Before he left, he asked to see me again, and showed me his AMAZING tattoos that he keeps hidden. The translator had a WTF moment since he didn't know his boss was tattooed and my crew kept razzing me that I managed to get a guy who gets paid 20K a week to train people to keep on task (which is an oversimplification of the kaizen process) to be distracted while working.
For the most part, I think I'm heavily tattooed (to untattooed people) enough that it's "safe" to approach me. That any stigmas or stereotypes of someone with tattoos ceases applying to me in the minds of the people I have to deal with- that I'm a "tattoo guy" not a "guy with tattoos". Does that make any sense? I've found when I'm with people with just a few visible tattoos, I'm the person that gets approached the most often. Could be a coincidence.

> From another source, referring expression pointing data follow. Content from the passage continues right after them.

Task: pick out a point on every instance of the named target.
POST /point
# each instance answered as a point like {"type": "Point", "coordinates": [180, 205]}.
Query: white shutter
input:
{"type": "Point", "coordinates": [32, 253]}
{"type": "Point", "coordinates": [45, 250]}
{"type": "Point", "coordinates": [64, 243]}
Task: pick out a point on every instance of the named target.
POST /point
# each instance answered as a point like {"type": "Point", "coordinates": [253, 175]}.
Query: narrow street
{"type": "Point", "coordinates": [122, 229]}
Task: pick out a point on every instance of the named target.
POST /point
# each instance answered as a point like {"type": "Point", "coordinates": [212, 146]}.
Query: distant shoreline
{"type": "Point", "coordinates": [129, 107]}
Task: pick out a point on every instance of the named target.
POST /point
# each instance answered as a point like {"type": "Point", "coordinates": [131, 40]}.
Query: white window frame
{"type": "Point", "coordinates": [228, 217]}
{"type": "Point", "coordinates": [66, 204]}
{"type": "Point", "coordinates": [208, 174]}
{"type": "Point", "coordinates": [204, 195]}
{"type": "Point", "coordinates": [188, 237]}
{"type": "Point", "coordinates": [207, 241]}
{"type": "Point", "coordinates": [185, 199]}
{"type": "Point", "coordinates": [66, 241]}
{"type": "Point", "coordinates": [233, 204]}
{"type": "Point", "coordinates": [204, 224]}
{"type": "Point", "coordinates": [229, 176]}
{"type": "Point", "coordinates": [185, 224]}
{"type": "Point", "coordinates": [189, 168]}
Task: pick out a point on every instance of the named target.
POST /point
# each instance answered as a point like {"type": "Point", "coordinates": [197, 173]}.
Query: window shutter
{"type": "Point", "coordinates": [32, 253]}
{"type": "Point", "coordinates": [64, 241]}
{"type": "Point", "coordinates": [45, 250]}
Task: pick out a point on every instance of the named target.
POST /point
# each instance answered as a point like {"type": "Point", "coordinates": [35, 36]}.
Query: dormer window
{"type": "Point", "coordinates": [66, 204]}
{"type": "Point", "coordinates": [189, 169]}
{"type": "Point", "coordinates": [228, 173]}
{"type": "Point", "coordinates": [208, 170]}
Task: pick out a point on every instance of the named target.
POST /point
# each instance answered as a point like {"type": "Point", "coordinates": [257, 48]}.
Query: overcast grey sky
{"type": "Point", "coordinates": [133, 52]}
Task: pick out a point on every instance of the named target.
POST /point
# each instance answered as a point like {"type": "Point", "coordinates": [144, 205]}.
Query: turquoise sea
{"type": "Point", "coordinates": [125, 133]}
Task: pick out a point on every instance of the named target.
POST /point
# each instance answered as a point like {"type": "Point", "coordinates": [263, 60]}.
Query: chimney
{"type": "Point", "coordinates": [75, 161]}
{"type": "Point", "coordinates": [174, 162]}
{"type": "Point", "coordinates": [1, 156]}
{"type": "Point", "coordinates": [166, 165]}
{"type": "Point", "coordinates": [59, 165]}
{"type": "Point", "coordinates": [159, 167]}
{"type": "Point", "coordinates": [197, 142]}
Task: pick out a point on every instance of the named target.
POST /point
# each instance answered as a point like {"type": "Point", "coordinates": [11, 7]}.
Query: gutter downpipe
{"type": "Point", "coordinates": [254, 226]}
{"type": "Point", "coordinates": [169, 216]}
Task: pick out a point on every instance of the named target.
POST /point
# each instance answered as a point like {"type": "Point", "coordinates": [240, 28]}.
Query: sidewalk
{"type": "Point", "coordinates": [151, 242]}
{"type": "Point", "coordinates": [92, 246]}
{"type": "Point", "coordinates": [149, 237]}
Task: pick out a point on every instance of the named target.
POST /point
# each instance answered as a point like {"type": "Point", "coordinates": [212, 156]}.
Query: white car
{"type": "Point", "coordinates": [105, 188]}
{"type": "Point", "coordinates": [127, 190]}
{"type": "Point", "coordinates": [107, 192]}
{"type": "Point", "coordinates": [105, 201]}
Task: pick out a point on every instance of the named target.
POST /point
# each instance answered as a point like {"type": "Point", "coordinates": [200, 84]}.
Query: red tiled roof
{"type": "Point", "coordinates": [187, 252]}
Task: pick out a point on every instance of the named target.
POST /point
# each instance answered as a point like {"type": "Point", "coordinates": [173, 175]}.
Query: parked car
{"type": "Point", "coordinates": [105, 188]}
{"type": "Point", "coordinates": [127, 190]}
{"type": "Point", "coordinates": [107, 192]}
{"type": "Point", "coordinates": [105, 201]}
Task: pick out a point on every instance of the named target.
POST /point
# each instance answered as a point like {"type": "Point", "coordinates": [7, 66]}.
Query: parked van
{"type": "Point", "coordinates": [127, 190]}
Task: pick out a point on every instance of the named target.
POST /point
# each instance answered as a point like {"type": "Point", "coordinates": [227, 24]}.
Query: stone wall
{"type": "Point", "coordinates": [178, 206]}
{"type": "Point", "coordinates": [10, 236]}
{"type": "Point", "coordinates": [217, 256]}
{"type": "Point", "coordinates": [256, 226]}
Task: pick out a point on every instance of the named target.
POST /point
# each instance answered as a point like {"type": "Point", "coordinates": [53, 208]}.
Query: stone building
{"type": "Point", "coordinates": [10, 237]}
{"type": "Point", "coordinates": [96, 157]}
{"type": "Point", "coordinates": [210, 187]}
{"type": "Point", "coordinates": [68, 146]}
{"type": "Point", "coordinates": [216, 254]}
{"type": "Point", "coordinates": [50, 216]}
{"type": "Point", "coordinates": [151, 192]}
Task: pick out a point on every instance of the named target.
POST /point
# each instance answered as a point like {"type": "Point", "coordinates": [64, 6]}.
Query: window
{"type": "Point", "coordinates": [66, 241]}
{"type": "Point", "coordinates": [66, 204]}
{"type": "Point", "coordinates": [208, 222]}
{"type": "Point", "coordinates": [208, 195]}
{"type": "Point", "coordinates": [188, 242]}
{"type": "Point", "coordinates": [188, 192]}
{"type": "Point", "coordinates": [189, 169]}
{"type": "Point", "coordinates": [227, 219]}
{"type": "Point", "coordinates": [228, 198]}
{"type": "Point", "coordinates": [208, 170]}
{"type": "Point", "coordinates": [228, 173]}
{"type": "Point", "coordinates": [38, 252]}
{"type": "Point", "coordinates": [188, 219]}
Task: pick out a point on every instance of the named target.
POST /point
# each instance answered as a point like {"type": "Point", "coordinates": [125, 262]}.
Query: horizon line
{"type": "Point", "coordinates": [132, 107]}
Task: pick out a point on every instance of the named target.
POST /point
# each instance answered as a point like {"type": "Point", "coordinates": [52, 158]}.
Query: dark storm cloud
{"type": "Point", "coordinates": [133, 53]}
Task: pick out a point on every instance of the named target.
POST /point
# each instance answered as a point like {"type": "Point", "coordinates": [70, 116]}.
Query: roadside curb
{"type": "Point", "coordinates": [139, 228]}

Personally, I find that it's rarely an issue. The places I'd work that would have too big of an issue with visible tattoos are places I'd likely not be working at. At my previous job my tattoos made senior corporate management more likely to remember me and gave them something to talk about to me (despite me hating talking about tattoos at work) that put me in their heads when it came to special projects et all.